This project is a modular and scalable Movie Recommendation System built using Ploomber for pipeline orchestration and DuckDB for efficient in-process analytics. It demonstrates how modern data tools can be combined to build a fast, lightweight, and reproducible machine learning pipeline for content-based movie recommendations.
- Ploomber – For defining, orchestrating, and running modular data pipelines.
- DuckDB – An in-process SQL OLAP database optimized for analytical workloads.
- Python – Core language for data processing and modeling.
- scikit-learn – For building and training the recommendation model.
- FastAPI – For serving the model via a lightweight REST API (if included).
- Docker – For containerized deployment and reproducibility.
- Cleans and transforms raw movie metadata.
- Generates movie embeddings using TF-IDF on genres, overviews, and more.
- Computes cosine similarity for movie recommendations.
- Returns top-N similar movies for a given title.
- Powered by SQL queries on DuckDB for fast, memory-efficient processing.

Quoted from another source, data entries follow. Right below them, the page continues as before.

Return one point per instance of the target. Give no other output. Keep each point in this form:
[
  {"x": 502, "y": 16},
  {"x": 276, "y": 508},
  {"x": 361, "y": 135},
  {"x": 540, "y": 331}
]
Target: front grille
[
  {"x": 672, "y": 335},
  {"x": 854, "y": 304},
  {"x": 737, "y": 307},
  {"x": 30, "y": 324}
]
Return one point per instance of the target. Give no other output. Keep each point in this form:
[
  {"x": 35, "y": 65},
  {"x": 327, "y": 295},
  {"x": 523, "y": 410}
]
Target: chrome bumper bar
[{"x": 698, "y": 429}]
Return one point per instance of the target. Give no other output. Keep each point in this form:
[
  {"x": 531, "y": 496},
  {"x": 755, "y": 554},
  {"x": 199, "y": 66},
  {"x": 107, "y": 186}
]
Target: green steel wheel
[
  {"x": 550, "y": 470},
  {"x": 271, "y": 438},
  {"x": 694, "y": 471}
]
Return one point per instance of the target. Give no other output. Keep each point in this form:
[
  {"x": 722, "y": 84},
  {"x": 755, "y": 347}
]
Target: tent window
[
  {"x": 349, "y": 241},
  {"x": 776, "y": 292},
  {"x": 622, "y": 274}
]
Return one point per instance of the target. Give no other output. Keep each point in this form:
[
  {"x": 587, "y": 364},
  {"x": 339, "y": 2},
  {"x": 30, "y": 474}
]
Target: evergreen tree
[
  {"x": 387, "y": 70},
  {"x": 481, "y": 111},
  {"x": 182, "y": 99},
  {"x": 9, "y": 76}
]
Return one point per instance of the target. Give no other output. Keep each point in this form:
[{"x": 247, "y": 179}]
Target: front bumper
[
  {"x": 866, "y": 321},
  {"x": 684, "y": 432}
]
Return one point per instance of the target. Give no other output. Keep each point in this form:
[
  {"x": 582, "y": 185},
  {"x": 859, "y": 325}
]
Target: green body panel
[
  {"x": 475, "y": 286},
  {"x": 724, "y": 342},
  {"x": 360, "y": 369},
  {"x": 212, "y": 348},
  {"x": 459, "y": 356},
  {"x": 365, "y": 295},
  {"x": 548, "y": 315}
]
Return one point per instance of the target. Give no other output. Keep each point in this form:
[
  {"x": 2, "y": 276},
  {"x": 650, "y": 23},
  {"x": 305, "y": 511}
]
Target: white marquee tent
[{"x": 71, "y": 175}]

- Modular pipeline with Ploomber for easy debugging, testing, and extension.
This system is ideal for:
- Small to medium-scale movie recommendation tasks
- Educational purposes in data science and ML pipelines
- A starting point for building more advanced recommender systems using collaborative filtering or deep learning
docker build -t movierec:latest -f Dockerfile .
docker run -it -p 8000:8000 movierec:latest
Open new terminal window & docker ps & copy container id
docker docker exec -ti YOURCONTAINERID /bin/bash
./movies_data.duckdb
Explore the database
Navigate to http://localhost:8000 in browser
Navigate to http://localhost:8000/docs in browser
- Create new environment
conda create --name poetry-env python=3.10
- Activate environment
conda activate poetry-env
- Install poetry
pip install poetry
- Install dependencies
poetry lock
poetry install
- Run the as a Ploomber pipeline
cd mini-projects/
poetry run ploomber build